Consumers wanting their new car to wear the very latest 22 registration plate, along with ongoing supply constraints, make next month’s anticipated new-car performance one of the most difficult car sales months to forecast.

Autovia , a publisher of automotive advice and insight, reports that a significant number of private new-car orders could be postponed by customers who remain attached to owning the very latest number plate.

The potential problem, highlighted in research by AUTOVIA ‘s flagship title Auto Express, is that almost half of new car buyers say they would consider postponing an order if the car didn’t arrive in time for the latest plate.

As the industry gears up for what would normally be its biggest sales month – with the arrival of the March 22 plate – research into the attitudes of Auto Express and Carbuyer readers suggests that 45% would consider postponing a new-car order if it couldn’t be delivered in time to sport the latest new plate.

The findings were confirmed separately via polling on social media, where a small majority were in favour of holding back a purchase if it were to arrive after the new plate was introduced.

Auto Express has reported extensively on the ongoing semiconductor shortage, which has led to car makers reining in on promotion as they focus on fulfilling orders from last year. Its experts say that with around 2,000 chips in each car, some models ordered now will not be delivered until 2023.

The latest findings also confirm previous research by Autovia, showing that fewer than one in four car buyers believe the plate on a car no longer matters.
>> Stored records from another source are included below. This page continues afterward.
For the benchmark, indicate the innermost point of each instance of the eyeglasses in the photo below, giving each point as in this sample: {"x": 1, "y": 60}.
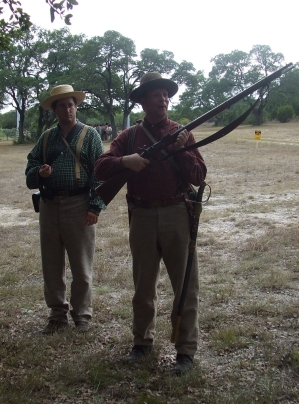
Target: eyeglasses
{"x": 63, "y": 107}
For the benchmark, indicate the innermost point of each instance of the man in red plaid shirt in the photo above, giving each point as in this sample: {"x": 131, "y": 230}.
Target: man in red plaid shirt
{"x": 159, "y": 222}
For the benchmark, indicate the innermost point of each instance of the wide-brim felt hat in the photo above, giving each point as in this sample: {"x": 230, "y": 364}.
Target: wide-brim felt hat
{"x": 62, "y": 91}
{"x": 151, "y": 81}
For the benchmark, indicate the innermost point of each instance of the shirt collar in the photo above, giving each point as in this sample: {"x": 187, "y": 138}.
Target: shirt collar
{"x": 159, "y": 125}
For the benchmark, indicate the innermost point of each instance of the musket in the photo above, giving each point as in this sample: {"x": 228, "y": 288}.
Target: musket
{"x": 109, "y": 189}
{"x": 197, "y": 209}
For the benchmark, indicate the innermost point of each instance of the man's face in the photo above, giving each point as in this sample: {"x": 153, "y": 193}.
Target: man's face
{"x": 155, "y": 104}
{"x": 65, "y": 110}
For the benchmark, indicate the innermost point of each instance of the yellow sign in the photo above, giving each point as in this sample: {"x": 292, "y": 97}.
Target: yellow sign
{"x": 257, "y": 135}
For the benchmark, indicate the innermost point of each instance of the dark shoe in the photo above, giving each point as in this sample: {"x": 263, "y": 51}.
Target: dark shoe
{"x": 55, "y": 326}
{"x": 82, "y": 326}
{"x": 183, "y": 364}
{"x": 139, "y": 352}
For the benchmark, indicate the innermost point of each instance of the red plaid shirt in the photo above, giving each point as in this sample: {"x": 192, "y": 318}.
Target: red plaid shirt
{"x": 159, "y": 179}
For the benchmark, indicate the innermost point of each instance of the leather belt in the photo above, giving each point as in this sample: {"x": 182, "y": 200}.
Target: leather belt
{"x": 73, "y": 192}
{"x": 155, "y": 204}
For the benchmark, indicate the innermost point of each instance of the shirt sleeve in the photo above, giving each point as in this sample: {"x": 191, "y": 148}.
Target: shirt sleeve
{"x": 109, "y": 163}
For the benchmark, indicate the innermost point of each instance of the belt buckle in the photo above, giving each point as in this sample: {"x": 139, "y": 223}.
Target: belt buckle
{"x": 63, "y": 193}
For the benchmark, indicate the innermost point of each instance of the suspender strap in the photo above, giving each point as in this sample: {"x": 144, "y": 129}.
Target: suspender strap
{"x": 46, "y": 136}
{"x": 78, "y": 164}
{"x": 78, "y": 151}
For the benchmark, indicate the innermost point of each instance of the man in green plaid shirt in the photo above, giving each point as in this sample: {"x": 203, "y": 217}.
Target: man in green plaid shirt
{"x": 61, "y": 165}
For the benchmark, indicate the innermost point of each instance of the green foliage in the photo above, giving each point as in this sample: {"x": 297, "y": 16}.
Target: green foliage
{"x": 8, "y": 120}
{"x": 285, "y": 113}
{"x": 19, "y": 22}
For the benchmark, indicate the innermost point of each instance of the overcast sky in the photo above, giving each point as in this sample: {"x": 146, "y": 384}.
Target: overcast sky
{"x": 194, "y": 30}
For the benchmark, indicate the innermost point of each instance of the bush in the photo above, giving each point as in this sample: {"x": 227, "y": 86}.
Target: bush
{"x": 285, "y": 113}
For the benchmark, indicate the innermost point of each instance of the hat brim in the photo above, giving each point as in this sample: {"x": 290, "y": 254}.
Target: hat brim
{"x": 47, "y": 103}
{"x": 170, "y": 86}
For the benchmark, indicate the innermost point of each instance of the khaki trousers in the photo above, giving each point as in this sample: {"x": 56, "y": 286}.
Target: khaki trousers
{"x": 155, "y": 234}
{"x": 62, "y": 228}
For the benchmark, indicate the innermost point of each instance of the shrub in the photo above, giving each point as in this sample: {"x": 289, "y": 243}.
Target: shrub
{"x": 285, "y": 113}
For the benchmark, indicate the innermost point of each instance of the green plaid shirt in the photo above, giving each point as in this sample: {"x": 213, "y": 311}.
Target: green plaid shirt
{"x": 64, "y": 176}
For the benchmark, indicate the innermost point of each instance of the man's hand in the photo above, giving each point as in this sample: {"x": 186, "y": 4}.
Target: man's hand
{"x": 134, "y": 162}
{"x": 45, "y": 171}
{"x": 181, "y": 140}
{"x": 91, "y": 218}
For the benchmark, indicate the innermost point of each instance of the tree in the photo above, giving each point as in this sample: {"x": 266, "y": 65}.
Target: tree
{"x": 287, "y": 93}
{"x": 233, "y": 73}
{"x": 285, "y": 113}
{"x": 18, "y": 22}
{"x": 22, "y": 74}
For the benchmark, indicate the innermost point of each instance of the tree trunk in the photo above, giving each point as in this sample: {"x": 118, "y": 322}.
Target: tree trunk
{"x": 21, "y": 125}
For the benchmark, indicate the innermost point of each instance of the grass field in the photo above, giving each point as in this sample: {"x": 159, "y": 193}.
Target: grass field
{"x": 248, "y": 249}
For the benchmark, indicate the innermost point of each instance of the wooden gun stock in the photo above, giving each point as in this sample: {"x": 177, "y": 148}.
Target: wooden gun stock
{"x": 109, "y": 189}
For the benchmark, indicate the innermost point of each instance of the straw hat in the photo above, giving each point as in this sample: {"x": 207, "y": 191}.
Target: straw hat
{"x": 151, "y": 81}
{"x": 62, "y": 91}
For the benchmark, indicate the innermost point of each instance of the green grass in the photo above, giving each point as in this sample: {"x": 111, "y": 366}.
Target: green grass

Back in 2016, 22% of buyers said they believed the plate to be irrelevant and in 2022 that figure stands at 22.2%.

Steve Fowler, Editor-in-Chief at Autovia, said: “March 2022 looks like being a very difficult month to predict, even in a fast-recovering market, due to many people remaining strongly attached to the thrill of the very latest plate.

“In principle it seems that a very significant minority are prepared to defer their purchases if the car cannot be registered exactly when they want.

“The emotional appeal of being among the first to have the newest plate remains strong for around one in five car buyers and many more cite the potentially higher future trade-in value they expect from owning the most recent plate.

“It remains to be seen whether a significant number of private buyers have held back orders for March but our research suggests that new plate attachment adds to the factors making it a difficult month to predict.”